Giving up easier for more difficult pleasures is a painful business. But when you do, you frequently find that exploring the difficult will reveal a kind of meaning that had previously remained inaccessible to you. Even those outsider artists who could construct their work in mainstream British terms and make it handily accessible to the British public have in many instances chosen not to; the difficulty of their work does not reflect their inability to make things easy, but their conviction that to do so would be folly. By saying everything in the easiest terms, you often lose more of the world than you gain. The true nature of deferred gratification — of maturity, of wisdom — is not to do with pension schemes and retirement parties, but with giving up each thing you achieve as it becomes easy for you, in the hope that there is something better and finer to strive for next. That is the message of the art of dignity that is being created by the outsider artists to whom Britain is so violently resistant. For these artists, the painful process of longing is all there is in life, the longing from one experience to the next, from one pleasure to the next, from one kind of loss to the next. This sounds like a sad attitude to life, but I don’t think it is sad; in its own way, it is a credo of the utmost optimism. It describes a life without stasis, complacence, stagnation, a life whose difficulty is only at the edge of its satisfactions.
Philip Larkin, in some sense the most British and xenophobic of poets, concluded “An Arundel Tomb,” his meditation on the meaning a work of art can carry forward, with the words, “What will remain of us is love.” Very little will ultimately remain of the British art world if it does not learn to extend itself beyond its current self-imposed limitations.
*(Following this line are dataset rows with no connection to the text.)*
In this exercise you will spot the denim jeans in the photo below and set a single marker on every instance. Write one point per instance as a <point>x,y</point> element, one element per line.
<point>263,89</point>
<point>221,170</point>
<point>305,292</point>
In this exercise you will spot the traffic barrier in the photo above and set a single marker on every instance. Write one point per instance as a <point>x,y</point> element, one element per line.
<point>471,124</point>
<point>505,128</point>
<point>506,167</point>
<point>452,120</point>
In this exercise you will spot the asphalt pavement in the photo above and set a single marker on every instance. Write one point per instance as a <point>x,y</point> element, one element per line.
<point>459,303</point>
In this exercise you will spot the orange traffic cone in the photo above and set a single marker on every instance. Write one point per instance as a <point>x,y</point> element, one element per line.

Ilya Kabakov’s installation, “He Lost his Mind, Undressed and Ran Away Naked,” tells the story of an untalented painter, never permitted to exhibit his work, who lived in an overcrowded Moscow communal apartment and was therefore obliged to pile his indifferent pictures on one another until they left him no room to live, His own mediocrity, combined with the oppressiveness of communal life and the frustrations of trying to fight an overwhelming bureaucracy, drove him to abandon everything and run naked into the street. The installation shows the room he left behind, with all his notes, paintings and personal effects in the disorder in which they were deserted. The work comments on the nature of artistic activity, on the role of the artist and on the link between the oppressions of Soviet tyranny and inefficiency and the frustration of trying to retrieve some humanity from a brutal system.